Including Infants in Traditions

Family traditions counter alienation and confusion. They help us define who we are; they provide something steady, reliable and safe in a confusing world.                                                                  -Susan Lieberman

Even though this is our second holiday season with a little one, Mike and are are still trying to establish some family traditions.  The one criteria that we are trying to uphold is for the tradition or activity to allow for the girls to be protagonists.

Painting pumpkins is a simple and appropriate way for the little ones to be active participants in some Halloween fun. Last year, I offered Greysen blue & lavender paint as a contrast to the orange of the pumpkin.

This year, I was inspired by Jean at the Artful Parent to use black paint on our pumpkins.

The Right to Use High Quality Materials

I chose to offer the girls acrylic paints so that the paint wouldn’t wash off should it rain as it could have with other types of “children’s paint.”  I love to use high-quality art mediums such as acrylics because the experiences are qualitatively different than lesser paints. Acrylics spread smoothly, and the results are bright and bold. Since acrylic can stain clothing, I covered the girls in their smocks. Greysen still somehow managed to get some paint on her diaper, however!

I poured a blotch of black paint on a small pumpkin for Moon, and she immediately rubbed the pumpkin, coincidentally spreading paint around the pumpkin.

I set up black acrylic, silver glitter paint, and paintbrushes for Greysen. The glitter paint was completely covered up by the black, so in the end it wasn’t really visible on the final painted pumpkin.

We set it outside that evening, and went outside the following afternoon to look at it again. We were surprised to find that the portions that had been painted were cooked by our warm California sun! Basically, any area that had been painted black and faced the sun had sunken in.

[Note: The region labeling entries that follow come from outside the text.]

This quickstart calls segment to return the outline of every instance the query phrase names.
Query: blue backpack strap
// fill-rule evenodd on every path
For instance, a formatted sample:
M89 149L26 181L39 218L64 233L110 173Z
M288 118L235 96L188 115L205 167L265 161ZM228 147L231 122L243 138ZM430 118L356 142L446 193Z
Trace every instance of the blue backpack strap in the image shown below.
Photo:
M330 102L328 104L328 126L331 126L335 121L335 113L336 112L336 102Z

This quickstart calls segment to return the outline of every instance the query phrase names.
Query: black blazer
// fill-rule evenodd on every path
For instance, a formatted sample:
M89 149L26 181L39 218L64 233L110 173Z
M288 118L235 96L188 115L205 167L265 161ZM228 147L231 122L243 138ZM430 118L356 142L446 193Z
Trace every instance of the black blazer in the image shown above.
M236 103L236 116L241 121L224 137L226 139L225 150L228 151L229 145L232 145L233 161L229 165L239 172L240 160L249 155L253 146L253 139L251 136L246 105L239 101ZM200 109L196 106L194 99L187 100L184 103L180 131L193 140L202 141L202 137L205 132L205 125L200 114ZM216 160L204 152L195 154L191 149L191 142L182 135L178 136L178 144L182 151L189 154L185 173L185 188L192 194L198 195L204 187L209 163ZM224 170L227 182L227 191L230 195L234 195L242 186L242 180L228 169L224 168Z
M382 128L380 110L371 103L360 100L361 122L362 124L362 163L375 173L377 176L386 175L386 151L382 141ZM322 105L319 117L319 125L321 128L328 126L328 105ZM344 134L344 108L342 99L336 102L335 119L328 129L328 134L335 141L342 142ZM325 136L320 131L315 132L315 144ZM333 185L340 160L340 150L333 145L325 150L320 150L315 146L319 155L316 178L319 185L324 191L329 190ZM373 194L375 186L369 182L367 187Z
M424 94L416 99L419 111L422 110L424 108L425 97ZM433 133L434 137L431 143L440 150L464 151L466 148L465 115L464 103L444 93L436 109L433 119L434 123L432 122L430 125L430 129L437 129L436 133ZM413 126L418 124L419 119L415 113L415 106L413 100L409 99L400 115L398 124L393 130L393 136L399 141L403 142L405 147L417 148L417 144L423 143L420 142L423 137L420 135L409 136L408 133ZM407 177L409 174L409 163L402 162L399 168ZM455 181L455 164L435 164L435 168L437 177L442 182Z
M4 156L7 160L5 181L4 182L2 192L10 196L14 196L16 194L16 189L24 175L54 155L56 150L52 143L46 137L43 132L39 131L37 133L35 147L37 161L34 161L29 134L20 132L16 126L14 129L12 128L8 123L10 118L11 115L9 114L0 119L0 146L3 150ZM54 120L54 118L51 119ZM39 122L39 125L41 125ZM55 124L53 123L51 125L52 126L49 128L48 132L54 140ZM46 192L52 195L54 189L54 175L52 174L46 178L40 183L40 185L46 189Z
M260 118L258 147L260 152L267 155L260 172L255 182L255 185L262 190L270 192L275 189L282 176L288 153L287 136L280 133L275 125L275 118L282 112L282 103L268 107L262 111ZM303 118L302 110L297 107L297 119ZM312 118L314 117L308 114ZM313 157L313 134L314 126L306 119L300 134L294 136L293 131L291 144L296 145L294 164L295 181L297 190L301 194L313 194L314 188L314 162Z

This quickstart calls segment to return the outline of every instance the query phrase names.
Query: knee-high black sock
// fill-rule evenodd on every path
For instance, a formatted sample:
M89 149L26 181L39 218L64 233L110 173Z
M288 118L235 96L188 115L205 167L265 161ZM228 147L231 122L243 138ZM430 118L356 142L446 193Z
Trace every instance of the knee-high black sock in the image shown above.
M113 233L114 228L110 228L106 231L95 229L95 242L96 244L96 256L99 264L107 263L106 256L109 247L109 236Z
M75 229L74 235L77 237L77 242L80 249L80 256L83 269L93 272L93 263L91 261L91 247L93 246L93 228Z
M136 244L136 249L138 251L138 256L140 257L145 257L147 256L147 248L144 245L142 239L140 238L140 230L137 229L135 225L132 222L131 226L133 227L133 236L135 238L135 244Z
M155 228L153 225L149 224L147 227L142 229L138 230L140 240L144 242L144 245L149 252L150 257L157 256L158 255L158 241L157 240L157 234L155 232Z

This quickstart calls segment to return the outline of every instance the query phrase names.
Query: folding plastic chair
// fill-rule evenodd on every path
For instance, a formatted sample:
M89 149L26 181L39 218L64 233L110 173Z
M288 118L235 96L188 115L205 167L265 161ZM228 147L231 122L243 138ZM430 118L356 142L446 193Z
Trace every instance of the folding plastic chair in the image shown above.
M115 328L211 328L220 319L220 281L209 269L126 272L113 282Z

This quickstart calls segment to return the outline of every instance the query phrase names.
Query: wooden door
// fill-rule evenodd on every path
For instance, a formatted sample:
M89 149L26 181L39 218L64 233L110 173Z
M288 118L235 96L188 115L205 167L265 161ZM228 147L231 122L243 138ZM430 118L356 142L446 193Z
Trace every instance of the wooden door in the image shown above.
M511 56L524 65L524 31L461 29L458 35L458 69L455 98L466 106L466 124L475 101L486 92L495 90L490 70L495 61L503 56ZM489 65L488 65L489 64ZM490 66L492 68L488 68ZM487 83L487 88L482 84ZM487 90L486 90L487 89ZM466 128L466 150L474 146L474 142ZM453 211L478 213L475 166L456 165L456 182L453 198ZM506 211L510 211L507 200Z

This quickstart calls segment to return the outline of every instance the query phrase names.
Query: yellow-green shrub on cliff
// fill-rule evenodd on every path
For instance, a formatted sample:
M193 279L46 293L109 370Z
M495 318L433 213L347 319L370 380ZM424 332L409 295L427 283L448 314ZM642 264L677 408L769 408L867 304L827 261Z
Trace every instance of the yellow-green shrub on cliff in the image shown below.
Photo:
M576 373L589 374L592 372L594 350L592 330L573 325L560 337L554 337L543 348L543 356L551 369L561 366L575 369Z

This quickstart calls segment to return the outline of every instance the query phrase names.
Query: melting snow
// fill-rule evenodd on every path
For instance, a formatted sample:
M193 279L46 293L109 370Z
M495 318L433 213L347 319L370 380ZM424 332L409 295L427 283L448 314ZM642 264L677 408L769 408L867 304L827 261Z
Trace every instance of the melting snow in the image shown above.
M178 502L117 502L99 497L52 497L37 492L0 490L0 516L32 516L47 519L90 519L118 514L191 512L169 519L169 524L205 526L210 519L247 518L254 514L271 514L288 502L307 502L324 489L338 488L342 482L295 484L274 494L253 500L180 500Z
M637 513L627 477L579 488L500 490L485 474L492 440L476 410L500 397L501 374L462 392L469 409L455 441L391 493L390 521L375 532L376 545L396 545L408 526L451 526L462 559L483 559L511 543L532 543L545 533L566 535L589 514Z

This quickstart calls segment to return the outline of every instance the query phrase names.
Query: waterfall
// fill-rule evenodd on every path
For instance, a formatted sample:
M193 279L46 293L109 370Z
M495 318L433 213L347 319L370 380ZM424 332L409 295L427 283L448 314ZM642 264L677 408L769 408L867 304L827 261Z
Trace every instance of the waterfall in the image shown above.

The pumpkin was still whole, but we were so curious as to what was going on inside the pumpkin. Though we were originally not going to carve the pumpkin because Greysen and Moon could not participate meaningful, we eventually decided to cut it open to see what was going on inside.

I didn’t get a picture of the it, but the pumpkin was totally fine inside. Even though the pumpkin flesh underneath the painted portions was soft it was otherwise okay. Regardless, I think we will stay clear of black paint next year!

As far as traditions go, I imagine as the girls skills and interests develop and change over the year so will our traditions. Now, what can Greysen help cook for Thanksgiving?